A week ago I felt like giving up, but this one I think I might be getting somewhere. This is often an up-and-down job.
I’m asked to make a pin for the crane from a rough sketch. I can’t find any solid bar of the right size, so I use threaded bar. I use a cutting saw to trim a piece to size, then the pillar drill to punch a 7mm hole through the centre. When the hole ends up off-centre on the curved surface, I cut another piece and drill it again, but accurately.
I’m happy that this is simple, but good, work. I’m not even fussed when A tells me threaded bar will snap too easily to be useful — I followed J’s instructions and the error is not mine.

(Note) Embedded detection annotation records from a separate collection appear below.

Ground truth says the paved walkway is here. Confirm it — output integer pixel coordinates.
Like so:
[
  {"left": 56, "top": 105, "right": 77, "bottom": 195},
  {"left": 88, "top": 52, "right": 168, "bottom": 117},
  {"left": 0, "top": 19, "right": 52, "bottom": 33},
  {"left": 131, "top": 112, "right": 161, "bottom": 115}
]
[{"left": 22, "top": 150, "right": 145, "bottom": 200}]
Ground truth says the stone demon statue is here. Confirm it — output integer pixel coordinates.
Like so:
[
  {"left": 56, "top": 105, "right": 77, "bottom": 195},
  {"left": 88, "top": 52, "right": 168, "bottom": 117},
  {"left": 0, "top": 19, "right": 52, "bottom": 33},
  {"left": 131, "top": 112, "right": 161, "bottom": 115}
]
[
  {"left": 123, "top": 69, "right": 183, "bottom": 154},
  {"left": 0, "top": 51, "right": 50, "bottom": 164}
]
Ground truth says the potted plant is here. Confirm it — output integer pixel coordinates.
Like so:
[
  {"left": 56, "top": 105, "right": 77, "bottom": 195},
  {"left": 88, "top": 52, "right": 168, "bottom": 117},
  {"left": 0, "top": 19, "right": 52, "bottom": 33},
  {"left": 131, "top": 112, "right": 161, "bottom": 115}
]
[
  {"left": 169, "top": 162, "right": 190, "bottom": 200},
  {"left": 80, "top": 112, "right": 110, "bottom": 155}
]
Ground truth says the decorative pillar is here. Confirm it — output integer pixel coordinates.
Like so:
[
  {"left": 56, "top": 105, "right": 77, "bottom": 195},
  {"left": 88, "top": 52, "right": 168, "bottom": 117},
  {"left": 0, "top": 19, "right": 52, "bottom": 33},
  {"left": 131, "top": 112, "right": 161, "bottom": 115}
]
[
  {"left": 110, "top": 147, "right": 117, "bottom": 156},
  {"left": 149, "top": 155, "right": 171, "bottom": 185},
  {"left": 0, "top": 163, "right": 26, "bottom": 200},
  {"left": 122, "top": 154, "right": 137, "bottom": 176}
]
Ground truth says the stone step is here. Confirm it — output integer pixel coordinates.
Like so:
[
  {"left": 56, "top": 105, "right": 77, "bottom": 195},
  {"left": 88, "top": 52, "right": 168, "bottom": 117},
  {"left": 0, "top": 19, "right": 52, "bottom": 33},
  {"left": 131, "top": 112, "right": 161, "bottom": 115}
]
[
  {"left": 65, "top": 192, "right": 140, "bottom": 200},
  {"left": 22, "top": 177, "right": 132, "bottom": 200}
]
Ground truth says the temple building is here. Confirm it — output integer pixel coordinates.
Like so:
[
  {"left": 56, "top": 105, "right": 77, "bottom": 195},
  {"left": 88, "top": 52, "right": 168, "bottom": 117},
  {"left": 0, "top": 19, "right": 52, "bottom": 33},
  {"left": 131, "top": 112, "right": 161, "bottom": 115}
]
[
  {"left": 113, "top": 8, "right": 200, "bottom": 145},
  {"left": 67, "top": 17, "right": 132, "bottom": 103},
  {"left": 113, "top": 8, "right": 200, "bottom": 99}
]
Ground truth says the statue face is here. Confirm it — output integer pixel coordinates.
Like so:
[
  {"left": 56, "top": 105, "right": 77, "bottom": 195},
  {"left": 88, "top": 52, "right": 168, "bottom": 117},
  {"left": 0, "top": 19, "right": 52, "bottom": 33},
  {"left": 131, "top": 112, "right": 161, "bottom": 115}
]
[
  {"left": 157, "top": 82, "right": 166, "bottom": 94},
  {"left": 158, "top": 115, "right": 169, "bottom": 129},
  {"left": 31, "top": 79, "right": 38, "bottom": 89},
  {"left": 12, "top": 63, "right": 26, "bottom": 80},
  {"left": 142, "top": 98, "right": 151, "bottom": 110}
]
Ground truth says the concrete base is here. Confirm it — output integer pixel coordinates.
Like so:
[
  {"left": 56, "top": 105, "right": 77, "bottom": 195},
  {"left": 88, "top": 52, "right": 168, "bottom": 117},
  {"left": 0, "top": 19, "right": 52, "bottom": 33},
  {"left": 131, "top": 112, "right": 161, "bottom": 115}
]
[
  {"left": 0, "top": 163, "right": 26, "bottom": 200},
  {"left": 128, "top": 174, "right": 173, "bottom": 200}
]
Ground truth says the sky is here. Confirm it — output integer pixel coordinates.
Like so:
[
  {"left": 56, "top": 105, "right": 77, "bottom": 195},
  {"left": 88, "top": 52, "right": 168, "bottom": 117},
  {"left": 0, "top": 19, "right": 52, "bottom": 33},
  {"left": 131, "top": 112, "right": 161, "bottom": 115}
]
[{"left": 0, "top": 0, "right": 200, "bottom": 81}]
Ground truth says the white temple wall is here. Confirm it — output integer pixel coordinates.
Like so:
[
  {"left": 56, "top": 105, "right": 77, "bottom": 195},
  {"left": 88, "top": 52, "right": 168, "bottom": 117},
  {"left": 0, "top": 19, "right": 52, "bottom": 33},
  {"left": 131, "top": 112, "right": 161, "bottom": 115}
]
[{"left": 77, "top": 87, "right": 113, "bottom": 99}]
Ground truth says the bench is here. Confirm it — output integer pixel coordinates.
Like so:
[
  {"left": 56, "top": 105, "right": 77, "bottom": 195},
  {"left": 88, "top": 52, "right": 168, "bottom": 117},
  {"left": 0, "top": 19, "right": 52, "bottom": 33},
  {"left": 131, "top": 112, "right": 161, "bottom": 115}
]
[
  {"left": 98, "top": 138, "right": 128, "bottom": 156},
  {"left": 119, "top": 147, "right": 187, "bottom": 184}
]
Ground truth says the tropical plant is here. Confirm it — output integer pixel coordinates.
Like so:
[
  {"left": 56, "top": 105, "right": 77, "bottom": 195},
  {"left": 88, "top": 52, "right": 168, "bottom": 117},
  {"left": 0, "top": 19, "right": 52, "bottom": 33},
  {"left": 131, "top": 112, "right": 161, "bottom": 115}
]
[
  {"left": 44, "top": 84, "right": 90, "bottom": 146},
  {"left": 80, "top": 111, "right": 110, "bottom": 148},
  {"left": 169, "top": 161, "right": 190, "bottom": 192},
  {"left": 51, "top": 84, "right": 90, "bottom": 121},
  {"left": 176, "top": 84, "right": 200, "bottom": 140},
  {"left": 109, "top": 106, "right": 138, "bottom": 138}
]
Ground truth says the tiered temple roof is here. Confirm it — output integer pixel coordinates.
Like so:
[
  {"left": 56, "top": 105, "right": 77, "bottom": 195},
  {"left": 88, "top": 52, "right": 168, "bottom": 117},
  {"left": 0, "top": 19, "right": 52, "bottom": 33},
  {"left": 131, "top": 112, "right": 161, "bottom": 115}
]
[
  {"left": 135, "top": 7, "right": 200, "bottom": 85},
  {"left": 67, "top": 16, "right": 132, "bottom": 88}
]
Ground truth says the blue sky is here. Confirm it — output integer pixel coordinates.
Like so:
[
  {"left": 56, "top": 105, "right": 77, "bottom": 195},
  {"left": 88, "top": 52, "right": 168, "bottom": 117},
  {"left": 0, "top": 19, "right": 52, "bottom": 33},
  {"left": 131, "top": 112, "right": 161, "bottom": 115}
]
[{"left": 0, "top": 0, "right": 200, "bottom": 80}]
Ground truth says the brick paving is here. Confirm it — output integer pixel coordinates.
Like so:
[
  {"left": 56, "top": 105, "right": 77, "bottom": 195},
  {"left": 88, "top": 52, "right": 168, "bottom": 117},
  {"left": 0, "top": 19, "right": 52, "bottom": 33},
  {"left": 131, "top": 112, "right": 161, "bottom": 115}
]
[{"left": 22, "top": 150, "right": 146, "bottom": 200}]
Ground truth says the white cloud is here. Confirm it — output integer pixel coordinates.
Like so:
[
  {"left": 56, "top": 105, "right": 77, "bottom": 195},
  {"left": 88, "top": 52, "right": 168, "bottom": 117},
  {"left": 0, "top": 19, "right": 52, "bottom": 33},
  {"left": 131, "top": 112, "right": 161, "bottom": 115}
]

To fulfil the role of pin we use a large bolt, then adjust the sensor to account for the shorter length. Me, A and L put on paper overalls, masks, gloves, cover-shoes and hoods to get onto the crane gantry and drill fresh holes in the steel arm, thread them, screw in the sensor and position the new bolt “pin”. Job done.
In the afternoon the apprentices take it in turns to fault-find on an unused cassette in the switch room. P tells me the basics of how a cassette functions, and when it’s my turn I fumble my way through the schematic, testing the switch, testing the contacter incorrectly, testing it correctly, and finally landing on a missing link — the small connecting wire between two terminals has fallen loose.
Normally an emergency stop button would be linked to this, breaking the circuit and deactivating the power supply to the machine. A congratulates me, and gives me a little fist-bump.
• Emma Rickman is an apprentice engineer at a Combined Heat and Power plant in Sheffield.